Dumont Nickel sélectionné par l’UE pour un projet stratégique
Une reconnaissance internationale pour le Québec La Commission européenne a dévoilé, le 10 juin, une première série de 13 projets stratégiques situés hors de l’Union européenne visant à sécuriser l’accès à des matières premières critiques, essentielles à la transition énergétique et à l’industrie verte.
Parmi les projets sélectionnés, le projet Dumont, situé à Launay en Abitibi- Témiscamingue, se démarque en tant que seule initiative retenue en Amérique du Nord. Cette reconnaissance s’inscrit dans le cadre de la collaboration entre la Commission et la Global Battery Alliance, une organisation réunissant les principaux acteurs mondiaux de la chaîne d’approvisionnement des batteries.
Dumont Nickel salue une reconnaissance majeure Pour Dumont Nickel, cette désignation représente un tournant stratégique. « Cette reconnaissance vient consolider notre crédibilité sur la scène mondiale et positionner le Québec comme un leader stratégique dans la filière des minéraux critiques », a déclaré la direction de l’entreprise.
L’entreprise souligne également la portée territoriale de cette avancée, évoquant « la solidité de notre partenariat régional, notre vision d’innovation ancrée dans les territoires et notre alignement avec les priorités de développement durable ».
Un projet évalué selon des critères rigoureux Les projets retenus par la Commission ont été sélectionnés à la suite d’un appel à propositions lancé en mai 2024. Leur admissibilité reposait sur une série de critères définis par le règlement européen sur les matières premières critiques : faisabilité technique, conformité aux normes sociales et environnementales, et potentiel à soutenir les chaînes d’approvisionnement responsables.
Chaque initiative devait également démontrer un bénéfice mutuel pour l’Union européenne et le pays hôte, notamment par des accords d’achat conclus avec des partenaires industriels européens.
Un appui coordonné attendu pour les projets retenus Les 13 projets stratégiques, dont celui de Dumont Nickel, pourront bénéficier d’un accompagnement de la part de la Commission, des États membres et des institutions financières partenaires. L’objectif est de faciliter l’accès au financement et de favoriser les liens commerciaux avec les acheteurs européens.
L’investissement requis pour lancer les opérations des projets retenus à l’extérieur de l’UE est estimé à 5,5 milliards d’euros.

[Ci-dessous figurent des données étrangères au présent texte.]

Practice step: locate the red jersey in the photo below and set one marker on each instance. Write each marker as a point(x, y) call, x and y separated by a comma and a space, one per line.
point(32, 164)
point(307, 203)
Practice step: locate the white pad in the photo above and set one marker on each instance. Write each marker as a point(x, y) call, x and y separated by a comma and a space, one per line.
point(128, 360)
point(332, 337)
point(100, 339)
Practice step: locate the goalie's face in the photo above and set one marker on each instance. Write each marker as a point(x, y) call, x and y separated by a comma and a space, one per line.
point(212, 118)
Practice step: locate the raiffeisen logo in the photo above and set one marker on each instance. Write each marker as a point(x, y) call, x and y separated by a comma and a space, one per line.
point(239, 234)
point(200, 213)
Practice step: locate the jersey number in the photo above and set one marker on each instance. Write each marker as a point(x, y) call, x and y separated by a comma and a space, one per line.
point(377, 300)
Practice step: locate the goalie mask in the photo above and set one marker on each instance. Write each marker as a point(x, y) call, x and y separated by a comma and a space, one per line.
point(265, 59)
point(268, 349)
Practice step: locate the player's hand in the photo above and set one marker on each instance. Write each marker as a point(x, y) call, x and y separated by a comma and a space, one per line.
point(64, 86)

Un levier pour la filière du nickel québécois Axé sur le développement responsable du nickel, le projet Dumont s’inscrit dans les priorités de l’Union européenne en matière d’électromobilité et de stockage énergétique. Ce métal figure parmi les matières premières stratégiques ciblées par Bruxelles, aux côtés du lithium, du cobalt et du manganèse.
La désignation du projet québécois envoie un signal fort sur le potentiel de la province dans la transition énergétique mondiale, à un moment où les grands marchés cherchent à diversifier leurs sources d’approvisionnement en dehors de la Chine.

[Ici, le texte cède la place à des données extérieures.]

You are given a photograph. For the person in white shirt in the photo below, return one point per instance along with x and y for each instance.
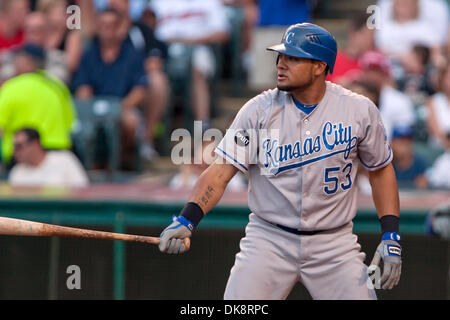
(438, 120)
(38, 167)
(438, 175)
(396, 108)
(197, 23)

Un cadre global en déploiement Cette sélection s’inscrit dans le prolongement d’une première liste de 47 projets stratégiques situés à l’intérieur de l’Union, adoptée en mars 2025. Les projets visent notamment à soutenir l’industrie européenne dans les secteurs des énergies renouvelables, de l’automobile, de la défense et de l’aérospatiale.
En complément, plusieurs initiatives ont également été retenues au Groenland, en Norvège, au Brésil et dans d’autres pays, dans le cadre de partenariats bilatéraux déjà existants avec l’UE.